Lunar Observer records upcoming dates of interest: holidays, birthdays, best day to cut hair.
The time between Thanksgiving and Christmas is a classic time for a blockbuster. People are hanging out with their families more, desperate for something to do together that doesn't involve sitting around talking. Home Alones 1 and 2, Gremlinses first batch & New, and Dies Hard & Harder all dropped around this time to great effect.
For recorded music (AKA "albums") you usually see a stranger distribution of trends in December — it's pretty much too late to get on a "year's best" list, but also it's prime time to make holiday sales. So December releases tend to be either wig-twisting, oversized dynamos uncaring of critics; savvy pop investments more interested in money than critical acclaim; or scheduling errors.
Literary blockbusters tend to disperse a little more regularly throughout the year, but this Saturday, Dec. 10, we celebrate the anniversary of two literary blockbusters, or proto-blockbusters. Mark Twain's Huckleberry Finn was published on this day in 1884, and Alfred Jarry's absurdist bellwether play Ubu Roi opened and closed on this night in 1896. Both of these works are groundbreaking, fun, good, classic, oftentimes banned, and certified best-sellers.
I think you have to let teens come to their own satire.
I read Huckleberry Finn in school. Probably more than a few readers did too. It's regularly banned or threatened to be banned from schools due to its use of racist language, but it seems like Mark Twain also didn't want it taught, though for a different reason — it seems like he just plain hated school.
I remember my English teacher reading aloud from the intro: "Persons attempting to find a motive in this narrative will be prosecuted; persons attempting to find a moral in it will be banished; persons attempting to find a plot in it will be shot." I was familiar with this sort of self-denigrating level-setting preamble from Mad magazine and other sources, but it was a foundational insanity to realize that my teacher, probably once nice but now bitter and insane, a classic lazy, tenured, spiteful, senile, pinched-face archetype prone to paranoid hallucinations, was just flopping this defeat on the table. Hiding in plain sight I guess.

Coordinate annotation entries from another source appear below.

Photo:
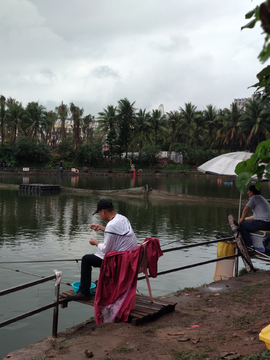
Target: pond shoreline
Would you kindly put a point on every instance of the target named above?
(135, 193)
(229, 315)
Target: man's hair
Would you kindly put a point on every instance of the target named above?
(254, 190)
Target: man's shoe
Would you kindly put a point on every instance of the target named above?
(79, 296)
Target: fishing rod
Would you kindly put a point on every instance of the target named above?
(36, 275)
(258, 252)
(174, 241)
(37, 261)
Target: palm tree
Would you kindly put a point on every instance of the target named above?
(157, 124)
(125, 115)
(108, 126)
(62, 111)
(2, 117)
(15, 115)
(87, 128)
(187, 115)
(36, 115)
(255, 123)
(210, 117)
(197, 129)
(173, 122)
(232, 127)
(76, 117)
(51, 118)
(141, 128)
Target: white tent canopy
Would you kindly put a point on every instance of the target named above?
(224, 164)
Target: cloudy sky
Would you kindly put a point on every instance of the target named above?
(96, 52)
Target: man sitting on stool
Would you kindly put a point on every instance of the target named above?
(118, 236)
(261, 215)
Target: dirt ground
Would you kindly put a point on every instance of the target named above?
(221, 320)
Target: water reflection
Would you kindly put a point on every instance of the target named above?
(37, 227)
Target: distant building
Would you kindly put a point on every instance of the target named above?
(241, 103)
(161, 109)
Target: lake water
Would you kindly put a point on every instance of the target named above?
(35, 227)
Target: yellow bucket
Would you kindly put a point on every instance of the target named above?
(264, 335)
(225, 249)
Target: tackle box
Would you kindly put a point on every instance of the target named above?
(261, 241)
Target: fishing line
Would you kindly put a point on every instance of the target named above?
(27, 273)
(36, 261)
(199, 233)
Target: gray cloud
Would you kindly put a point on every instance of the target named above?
(94, 53)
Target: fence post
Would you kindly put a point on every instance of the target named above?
(55, 311)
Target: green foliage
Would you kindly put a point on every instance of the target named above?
(66, 150)
(257, 164)
(148, 155)
(23, 152)
(7, 151)
(88, 155)
(261, 13)
(28, 151)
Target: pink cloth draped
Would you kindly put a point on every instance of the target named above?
(117, 281)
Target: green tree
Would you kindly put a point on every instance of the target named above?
(36, 115)
(51, 118)
(210, 117)
(255, 123)
(173, 127)
(197, 129)
(66, 150)
(76, 114)
(2, 117)
(232, 127)
(15, 115)
(141, 128)
(28, 151)
(125, 115)
(187, 115)
(62, 111)
(158, 125)
(87, 127)
(108, 127)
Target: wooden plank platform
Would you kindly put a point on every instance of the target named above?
(38, 187)
(144, 310)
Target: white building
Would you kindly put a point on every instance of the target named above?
(241, 103)
(161, 109)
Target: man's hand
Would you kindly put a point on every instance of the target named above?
(97, 227)
(93, 242)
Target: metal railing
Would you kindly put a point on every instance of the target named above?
(55, 304)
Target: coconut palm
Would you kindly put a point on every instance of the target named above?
(51, 118)
(157, 124)
(125, 115)
(87, 128)
(76, 114)
(62, 111)
(141, 128)
(187, 115)
(197, 130)
(108, 127)
(2, 117)
(232, 127)
(36, 115)
(210, 117)
(15, 115)
(255, 123)
(173, 127)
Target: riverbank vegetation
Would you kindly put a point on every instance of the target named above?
(124, 134)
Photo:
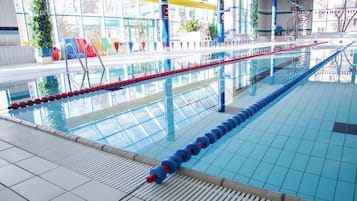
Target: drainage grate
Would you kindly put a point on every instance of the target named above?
(345, 128)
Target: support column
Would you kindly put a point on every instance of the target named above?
(353, 67)
(221, 86)
(252, 77)
(273, 20)
(164, 17)
(272, 68)
(169, 104)
(220, 20)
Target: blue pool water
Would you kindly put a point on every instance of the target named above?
(290, 147)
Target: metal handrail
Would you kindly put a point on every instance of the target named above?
(75, 52)
(86, 58)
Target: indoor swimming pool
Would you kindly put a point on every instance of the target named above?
(294, 145)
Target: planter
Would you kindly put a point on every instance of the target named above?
(195, 36)
(43, 55)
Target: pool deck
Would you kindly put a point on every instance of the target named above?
(37, 163)
(40, 164)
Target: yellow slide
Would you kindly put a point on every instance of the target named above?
(189, 3)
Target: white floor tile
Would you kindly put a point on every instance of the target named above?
(14, 154)
(65, 178)
(93, 191)
(36, 165)
(68, 197)
(11, 175)
(8, 195)
(38, 189)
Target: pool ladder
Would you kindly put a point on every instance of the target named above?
(85, 65)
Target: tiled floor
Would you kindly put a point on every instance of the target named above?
(24, 176)
(292, 148)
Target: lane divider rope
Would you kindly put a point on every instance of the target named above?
(173, 162)
(119, 84)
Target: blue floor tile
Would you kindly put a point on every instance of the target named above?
(298, 132)
(272, 155)
(305, 147)
(267, 139)
(292, 180)
(315, 123)
(213, 170)
(334, 152)
(224, 158)
(272, 187)
(285, 130)
(241, 178)
(256, 183)
(285, 158)
(337, 139)
(234, 146)
(308, 184)
(347, 172)
(274, 127)
(344, 191)
(351, 141)
(314, 165)
(292, 144)
(310, 134)
(279, 142)
(319, 150)
(326, 188)
(248, 168)
(262, 172)
(246, 148)
(299, 162)
(349, 155)
(277, 176)
(235, 163)
(227, 174)
(323, 137)
(330, 169)
(258, 152)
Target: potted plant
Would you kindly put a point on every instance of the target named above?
(212, 30)
(41, 28)
(254, 17)
(191, 31)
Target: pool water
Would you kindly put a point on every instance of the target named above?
(290, 147)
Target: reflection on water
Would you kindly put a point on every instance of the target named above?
(137, 114)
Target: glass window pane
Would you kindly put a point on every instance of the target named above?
(67, 6)
(91, 26)
(90, 7)
(111, 7)
(68, 26)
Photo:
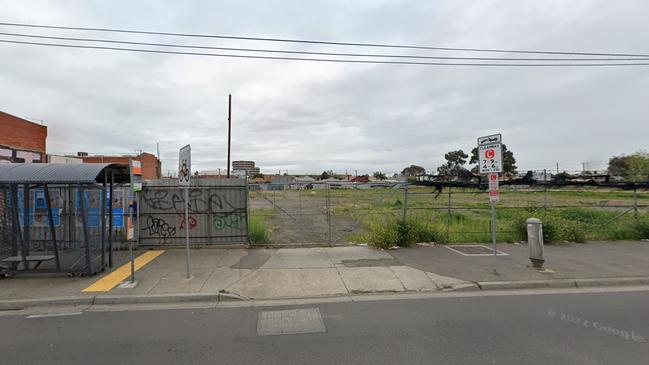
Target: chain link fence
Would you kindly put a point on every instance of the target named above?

Ubu Roi will never get the high school treatment — it was a big, big noise in its time, forging a path for Dadaism, Surrealism, and the Theater of the Absurd, but the very first word is SHIT, if not in all caps then in an all-caps feeling, and there's no avoiding or defending that.

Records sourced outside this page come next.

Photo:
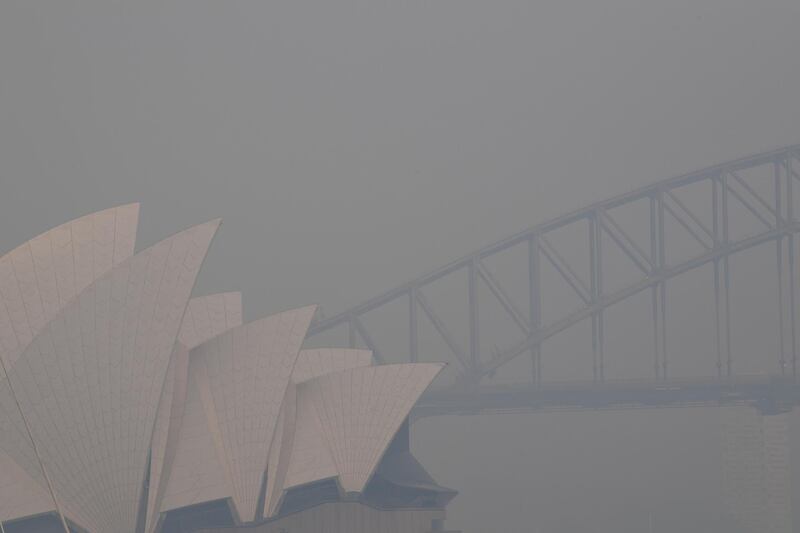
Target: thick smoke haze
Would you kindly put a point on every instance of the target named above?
(351, 146)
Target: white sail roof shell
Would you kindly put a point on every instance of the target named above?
(205, 318)
(346, 418)
(37, 280)
(90, 381)
(237, 383)
(361, 409)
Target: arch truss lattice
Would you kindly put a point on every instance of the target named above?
(704, 208)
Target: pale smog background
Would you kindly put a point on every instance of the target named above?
(350, 146)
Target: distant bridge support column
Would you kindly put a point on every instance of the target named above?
(756, 469)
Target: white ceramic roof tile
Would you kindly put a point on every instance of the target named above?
(317, 362)
(205, 317)
(249, 369)
(208, 316)
(361, 409)
(20, 495)
(90, 381)
(37, 280)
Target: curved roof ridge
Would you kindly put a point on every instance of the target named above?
(315, 362)
(205, 317)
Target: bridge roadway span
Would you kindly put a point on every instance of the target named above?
(771, 395)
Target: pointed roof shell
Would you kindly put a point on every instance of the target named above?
(90, 381)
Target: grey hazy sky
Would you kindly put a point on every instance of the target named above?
(350, 146)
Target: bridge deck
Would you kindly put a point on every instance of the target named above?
(770, 394)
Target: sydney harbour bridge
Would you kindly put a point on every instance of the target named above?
(655, 235)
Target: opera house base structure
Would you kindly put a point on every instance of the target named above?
(127, 406)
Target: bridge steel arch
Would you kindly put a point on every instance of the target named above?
(729, 183)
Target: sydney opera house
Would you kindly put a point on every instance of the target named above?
(127, 406)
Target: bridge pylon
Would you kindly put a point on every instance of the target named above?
(756, 472)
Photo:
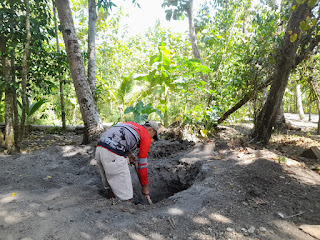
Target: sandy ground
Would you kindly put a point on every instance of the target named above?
(224, 188)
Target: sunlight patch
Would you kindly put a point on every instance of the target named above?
(175, 211)
(219, 218)
(201, 220)
(137, 236)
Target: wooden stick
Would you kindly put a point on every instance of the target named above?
(147, 196)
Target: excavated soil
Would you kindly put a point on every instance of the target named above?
(225, 188)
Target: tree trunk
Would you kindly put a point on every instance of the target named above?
(63, 113)
(91, 45)
(299, 101)
(9, 142)
(284, 64)
(15, 102)
(24, 74)
(192, 33)
(243, 101)
(90, 115)
(316, 89)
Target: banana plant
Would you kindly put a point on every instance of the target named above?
(32, 108)
(161, 78)
(141, 112)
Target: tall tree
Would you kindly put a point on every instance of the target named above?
(180, 8)
(63, 113)
(284, 63)
(90, 115)
(24, 73)
(299, 101)
(9, 142)
(91, 44)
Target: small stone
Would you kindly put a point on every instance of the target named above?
(251, 229)
(262, 229)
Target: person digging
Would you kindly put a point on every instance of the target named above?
(115, 148)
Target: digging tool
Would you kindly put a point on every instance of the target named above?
(147, 196)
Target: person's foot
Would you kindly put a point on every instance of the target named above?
(106, 193)
(128, 207)
(110, 194)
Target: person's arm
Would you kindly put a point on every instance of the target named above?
(132, 159)
(145, 143)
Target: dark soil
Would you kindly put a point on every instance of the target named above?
(224, 188)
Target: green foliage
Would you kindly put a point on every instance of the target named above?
(141, 112)
(282, 159)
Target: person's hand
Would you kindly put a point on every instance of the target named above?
(132, 159)
(145, 189)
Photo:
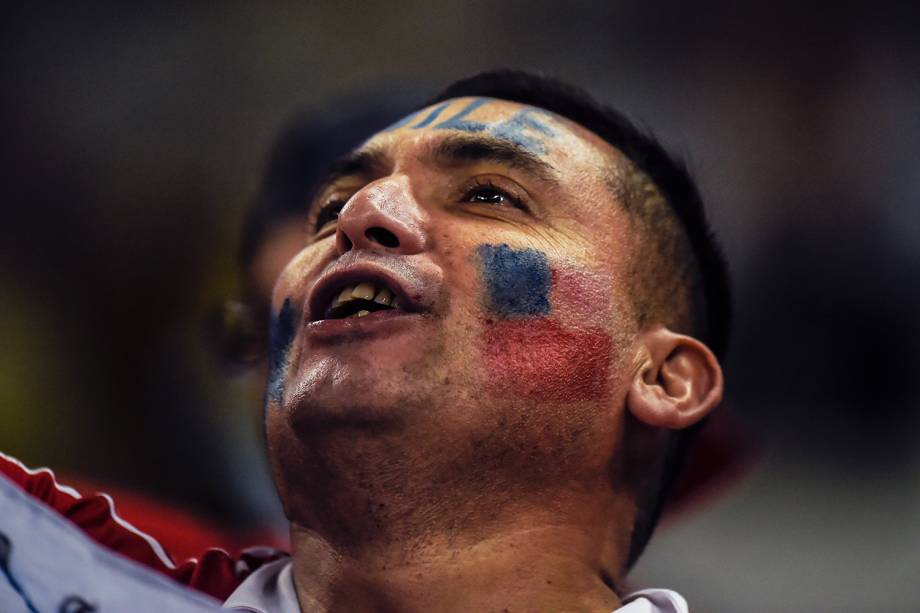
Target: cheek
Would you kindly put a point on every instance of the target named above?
(283, 329)
(545, 333)
(544, 360)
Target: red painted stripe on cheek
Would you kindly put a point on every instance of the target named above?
(579, 296)
(540, 358)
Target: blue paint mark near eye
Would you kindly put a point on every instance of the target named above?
(435, 113)
(459, 122)
(513, 129)
(517, 280)
(282, 335)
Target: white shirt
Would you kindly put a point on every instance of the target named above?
(271, 590)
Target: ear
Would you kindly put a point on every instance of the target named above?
(677, 381)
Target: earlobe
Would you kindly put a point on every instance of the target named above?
(677, 382)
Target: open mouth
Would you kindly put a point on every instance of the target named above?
(361, 299)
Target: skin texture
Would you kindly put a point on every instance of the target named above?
(482, 453)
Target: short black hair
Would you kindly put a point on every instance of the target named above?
(664, 197)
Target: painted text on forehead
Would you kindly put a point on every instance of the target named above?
(528, 127)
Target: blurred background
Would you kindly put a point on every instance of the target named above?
(134, 140)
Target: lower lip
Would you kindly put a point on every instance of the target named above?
(373, 324)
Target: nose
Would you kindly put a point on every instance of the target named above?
(383, 216)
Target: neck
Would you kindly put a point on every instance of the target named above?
(542, 567)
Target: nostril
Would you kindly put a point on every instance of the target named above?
(382, 236)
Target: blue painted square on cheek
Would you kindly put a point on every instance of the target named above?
(517, 280)
(282, 335)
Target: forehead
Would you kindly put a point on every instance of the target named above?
(534, 131)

Ubu Roi's eponymous main character is definitely still relevant, as he has been for basically every minute of recorded history: a childlike dictator with no self-awareness; ugly, vulgar, gluttonous, grandiose, and dishonest (see also Home Alone 2, Gremlins 2: The New Batch, and Die Hard (the first one)). But maybe it's for the best that you can't get it in class. Ubu Roi is based directly on a bad teacher that Jarry had as a kid, and while it's important, as a kid, to learn strategies to navigate or mitigate the effects of irrational actors who have some control over your agency, I think you have to let teens come to their own satire. Or am I only saying this because Dada didn't age well and contemporary satire sucks? Anyway, RIP Vine.
Another cultural product that debuted Dec. 10 is the Mighty Mouse Playhouse TV show. I'll leave it for someone else to tie this in with Huck Finn and Pere Ubu, but if you want a meditation for the day, you could do worse than Mighty Mouse Playhouse.
Birthdays on the 10th include mathematician and programmer Ada Lovelace, composer Olivier Messiaen, writer Clarice Lispector, and musician J Mascis. The best day to cut hair this week is the 11th.